“Una vez el azar se llamó Jorge Cáceres”, dijo Gonzalo Rojas sobre el bailarín y poeta surrealista chileno, del grupo Mandrágora. El verso me sirve para decir lo mismo pero de otro escritor, un gran narrador argentino: “una vez el azar se llamó Julio Cortázar”. Me doy cuenta —mientras escribo esto— que la palabra “azar” está en el apellido mismo de Cortázar, como si ese hubiera sido su sino y destino. No puedo dejar de recordarlo a pocos días de su cumpleaños, un 26 de agosto de 1914. Debemos —donde podamos y cuando podamos— recordar y compartir con otros a los escritores que nos cambiaron la vida o que, por lo menos, nos abrieron la puerta a “otra” vida.
“La verdadera vida está en otra parte”, dijo alguna vez el joven Rimbaud, y a veces pensamos que la verdadera vida está fuera o más allá de esta, nuestra rugosa y ríspida vida cotidiana, e inventamos formas más o menos sofisticadas de fugarnos de esta. Algunos, para hacer esos viajes, prefieren el alcohol o las drogas (con las que podemos terminar en el fondo más oscuro de la misma realidad); otros prefieren la imaginación como llave para abrir la deseada puerta. Alguien dijo que la lectura de los cuentos de Cortázar produce una adicción tan intensa como la de los estupefacientes. Cortázar nos enseñó que a esa “verdadera vida” —que él también anhelaba— podíamos acceder por puertas o pasos que están en la cotidianeidad misma, y que esos umbrales son más porosos de lo que solemos creer. Basta leer esos magníficos e inquietantes cuentos “El axolotl”, o “La noche boca arriba”, o “Continuidad de los parques”, para darnos cuenta de que lo fantástico está a la vuelta de la esquina.

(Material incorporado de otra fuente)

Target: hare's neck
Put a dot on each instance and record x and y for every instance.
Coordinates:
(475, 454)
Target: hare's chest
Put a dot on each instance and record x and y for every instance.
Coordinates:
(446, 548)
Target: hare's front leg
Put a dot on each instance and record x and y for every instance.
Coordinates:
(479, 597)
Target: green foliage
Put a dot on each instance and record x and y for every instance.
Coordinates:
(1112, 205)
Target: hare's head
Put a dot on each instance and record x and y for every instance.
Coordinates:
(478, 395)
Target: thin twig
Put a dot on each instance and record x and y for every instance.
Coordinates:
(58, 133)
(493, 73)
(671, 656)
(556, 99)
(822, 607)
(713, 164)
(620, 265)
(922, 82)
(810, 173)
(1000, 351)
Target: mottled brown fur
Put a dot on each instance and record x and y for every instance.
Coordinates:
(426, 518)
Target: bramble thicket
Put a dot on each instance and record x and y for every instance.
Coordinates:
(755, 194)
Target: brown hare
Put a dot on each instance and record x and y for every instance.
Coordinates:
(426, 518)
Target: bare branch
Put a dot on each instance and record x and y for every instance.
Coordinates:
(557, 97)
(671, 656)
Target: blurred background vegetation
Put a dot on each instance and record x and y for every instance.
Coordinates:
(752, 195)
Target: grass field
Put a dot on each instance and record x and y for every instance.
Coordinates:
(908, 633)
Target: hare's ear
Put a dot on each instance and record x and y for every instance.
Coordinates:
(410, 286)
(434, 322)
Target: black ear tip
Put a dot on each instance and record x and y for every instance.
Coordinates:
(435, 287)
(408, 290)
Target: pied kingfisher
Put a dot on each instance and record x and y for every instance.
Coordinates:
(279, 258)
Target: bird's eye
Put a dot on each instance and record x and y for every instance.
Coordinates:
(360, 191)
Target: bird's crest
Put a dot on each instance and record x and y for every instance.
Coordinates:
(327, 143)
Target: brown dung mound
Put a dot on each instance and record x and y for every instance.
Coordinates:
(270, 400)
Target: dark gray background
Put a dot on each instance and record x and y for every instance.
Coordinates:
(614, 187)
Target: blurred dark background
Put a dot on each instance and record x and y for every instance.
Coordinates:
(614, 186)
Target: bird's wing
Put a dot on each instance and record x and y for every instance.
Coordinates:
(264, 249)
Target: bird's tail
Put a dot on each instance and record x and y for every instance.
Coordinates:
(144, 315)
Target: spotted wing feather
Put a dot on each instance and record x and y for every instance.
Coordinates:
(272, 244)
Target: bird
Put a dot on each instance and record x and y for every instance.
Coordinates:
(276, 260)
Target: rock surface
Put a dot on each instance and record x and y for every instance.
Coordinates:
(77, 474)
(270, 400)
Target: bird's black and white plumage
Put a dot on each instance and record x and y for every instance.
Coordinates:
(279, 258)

Quizás Cortázar haya sido el que haya llegado más lejos en descubrir lo fantástico dentro de lo real. Y el poder del azar como generador de encuentros inesperados. En eso, se ve que se inspiró de los surrealistas, que hablaban del “azar objetivo”. En tiempos en que todo está mapeado virtualmente y el “Waze” nos impide perdernos, y en que es cada vez más difícil salirse de las rutas señaladas, recomiendo leer el comienzo de su novela “Rayuela”. Su protagonista, Oliveira, acude al Pont les Arts, en París, a esperar que aparezca la Maga, la mujer que le abrió otra dimensión de la realidad a este intelectual que se lo ha leído todo y que quiere controlarlo todo con la cabeza. Oliveira no se ha dado una cita con la Maga, pero va igual a esperarla. ¿Cómo? Lo responde Cortázar (y si cerramos los ojos, nos parece escuchar su voz leyendo el comienzo de “Rayuela”, con sus “r mocha” y su respiración como resfriada):
“Y era tan natural cruzar la calle, subir los peldaños del puente, entrar en su delgada cintura y acercarme a la Maga que sonreía, convencida como yo de que un encuentro casual era lo menos casual en nuestras vidas, y que la gente que se da citas precisas es la misma que necesita papel rayado para escribirse o que aprieta desde abajo el tubo dentífrico”.
Juan Ramón Jiménez decía: “cuando os den pauteado, escribid por el otro lado”. Cortázar es de los que escribían a cada rato “por el otro lado”, el que arrancaba de las pautas y los pauteos, el que se entregaba a la improvisación en la vida. Por eso, le gustaba y sabía tanto de jazz. ¿Quién es la Maga? Una iniciadora al rico mundo de la intuición (ese instinto poético que tenemos todos los seres humanos y que puede muchas veces adelantarse a lo racional). Por algo Violeta Parra cantaba: “lo que ha podido el sentimiento/ no lo ha podido el saber/ ni el más claro proceder/ ni el más ancho pensamiento./ Todo lo cambia el momento/ cual mago condescendiente”. Ese “mago” o “maga” condescendiente es el azar. Hoy, que vivimos en plena era de la técnica y la planificación, y confiamos más en una inteligencia artificial que en las intuiciones del corazón humano, leer a Cortázar es volver a creer que la Maga y la magia de la vida nos pueden sorprender en cualquier esquina o puente de cualquier ciudad del mundo, sin que nos guíe un satélite, un algoritmo o un dron.